Este dato fue dado a conocer en estos días por medios locales, utilizando como fuente al Secretariado Ejecutivo del Sistema Nacional de Seguridad Pública; según esta dependencia, en los cinco primeros meses del año se han contabilizado en Guanajuato 50 niñas víctimas de este delito: son 1.61 víctimas por cada 100 mil mujeres.
Por si fuera poco, el estado también ocupa el segundo lugar en niñas víctimas de tráfico de menores: son dos casos y seis en todo el país; visto así pudiera parecer poca cosa, pero el estado debe trabajar para que no haya uno solo.
También somos segundo lugar en lesiones dolosas con 2 mil 443 casos, mientras que en feminicidios ocupamos el quinto lugar: se registran 4.26 casos por cada 100 mil mujeres.
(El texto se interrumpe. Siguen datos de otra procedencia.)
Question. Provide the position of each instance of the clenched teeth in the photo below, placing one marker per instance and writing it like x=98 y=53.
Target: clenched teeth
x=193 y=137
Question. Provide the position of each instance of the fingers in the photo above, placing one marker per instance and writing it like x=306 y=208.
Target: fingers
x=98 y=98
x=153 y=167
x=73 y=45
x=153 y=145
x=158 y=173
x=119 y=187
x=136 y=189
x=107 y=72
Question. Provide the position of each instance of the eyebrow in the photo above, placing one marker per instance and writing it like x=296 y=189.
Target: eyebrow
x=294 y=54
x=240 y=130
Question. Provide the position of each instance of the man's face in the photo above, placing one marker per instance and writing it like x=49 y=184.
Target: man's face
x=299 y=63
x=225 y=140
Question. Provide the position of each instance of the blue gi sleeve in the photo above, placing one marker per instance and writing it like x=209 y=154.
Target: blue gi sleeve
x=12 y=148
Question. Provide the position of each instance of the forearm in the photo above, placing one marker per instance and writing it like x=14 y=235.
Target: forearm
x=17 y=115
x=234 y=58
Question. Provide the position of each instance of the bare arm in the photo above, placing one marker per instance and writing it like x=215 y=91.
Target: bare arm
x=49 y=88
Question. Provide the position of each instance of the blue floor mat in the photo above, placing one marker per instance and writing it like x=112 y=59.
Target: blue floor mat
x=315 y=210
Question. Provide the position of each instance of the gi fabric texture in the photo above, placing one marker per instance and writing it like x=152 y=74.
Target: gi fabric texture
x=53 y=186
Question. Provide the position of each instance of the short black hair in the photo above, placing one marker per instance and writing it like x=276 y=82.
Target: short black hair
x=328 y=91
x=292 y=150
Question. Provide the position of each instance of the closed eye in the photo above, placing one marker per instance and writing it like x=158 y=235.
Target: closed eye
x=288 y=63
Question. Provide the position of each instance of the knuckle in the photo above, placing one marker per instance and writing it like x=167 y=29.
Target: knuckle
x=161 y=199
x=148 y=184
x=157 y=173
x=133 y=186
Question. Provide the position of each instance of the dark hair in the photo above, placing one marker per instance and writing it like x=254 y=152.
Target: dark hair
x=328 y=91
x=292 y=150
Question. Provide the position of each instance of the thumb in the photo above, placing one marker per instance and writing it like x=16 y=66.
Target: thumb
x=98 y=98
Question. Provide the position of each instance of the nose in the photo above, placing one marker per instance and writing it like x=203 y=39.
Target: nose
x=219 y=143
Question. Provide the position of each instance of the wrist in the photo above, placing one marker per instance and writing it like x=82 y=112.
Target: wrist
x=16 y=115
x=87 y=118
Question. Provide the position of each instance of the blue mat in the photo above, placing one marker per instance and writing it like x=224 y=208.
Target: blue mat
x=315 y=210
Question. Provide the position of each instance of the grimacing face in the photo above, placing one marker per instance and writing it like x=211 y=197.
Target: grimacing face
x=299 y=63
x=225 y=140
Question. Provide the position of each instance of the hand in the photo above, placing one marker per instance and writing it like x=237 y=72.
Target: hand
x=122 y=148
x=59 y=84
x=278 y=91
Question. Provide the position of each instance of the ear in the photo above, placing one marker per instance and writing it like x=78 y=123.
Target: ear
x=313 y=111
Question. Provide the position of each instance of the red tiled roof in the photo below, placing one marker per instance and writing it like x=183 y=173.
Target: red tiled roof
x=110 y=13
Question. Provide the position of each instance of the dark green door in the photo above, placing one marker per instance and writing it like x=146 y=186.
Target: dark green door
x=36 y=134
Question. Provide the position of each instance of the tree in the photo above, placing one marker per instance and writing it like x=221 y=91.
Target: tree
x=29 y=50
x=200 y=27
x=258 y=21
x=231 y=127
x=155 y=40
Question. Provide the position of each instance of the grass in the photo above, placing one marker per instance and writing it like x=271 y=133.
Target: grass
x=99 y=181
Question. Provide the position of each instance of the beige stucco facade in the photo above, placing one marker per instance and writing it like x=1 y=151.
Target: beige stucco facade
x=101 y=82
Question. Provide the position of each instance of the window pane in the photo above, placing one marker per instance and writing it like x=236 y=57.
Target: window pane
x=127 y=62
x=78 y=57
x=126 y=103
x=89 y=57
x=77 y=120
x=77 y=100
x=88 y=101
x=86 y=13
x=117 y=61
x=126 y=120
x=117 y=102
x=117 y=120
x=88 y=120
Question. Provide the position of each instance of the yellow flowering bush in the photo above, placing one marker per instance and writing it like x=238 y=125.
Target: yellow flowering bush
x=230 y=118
Las familias, esas que tanto dice proteger el gobernador, tampoco están seguras: sufren violencia dentro y fuera de sus casas. Somos primer lugar en violencia familiar, con 28 mil 210 reportes al sistema de emergencias 911.
Por supuesto que Miguel Márquez no nos informa de esto. Para él todo es color de rosa: si por negligentes el gobierno panista en León pierde un estadio, no importa, el gobernador tiene la chequera de los guanajuatenses y con ese dinero -el nuestro- puede tranquilamente despilfarrar 280 millones de pesos para comprar un terreno que será pagado por poderosos empresarios del futbol… ¡pero a plazos! ¿Alguien más puede beneficiarse de estos créditos? Claro que no.
Si los guanajuatenses no están seguros en este estado, menos las mujeres. Es triste decirlo, pero al gobernador no le importan estas cosas. Su prioridad, ya vimos, es que se hable bien de su gobierno, aunque los terrenos que regala para atraer inversiones terminen inundados. Total, él ya se va.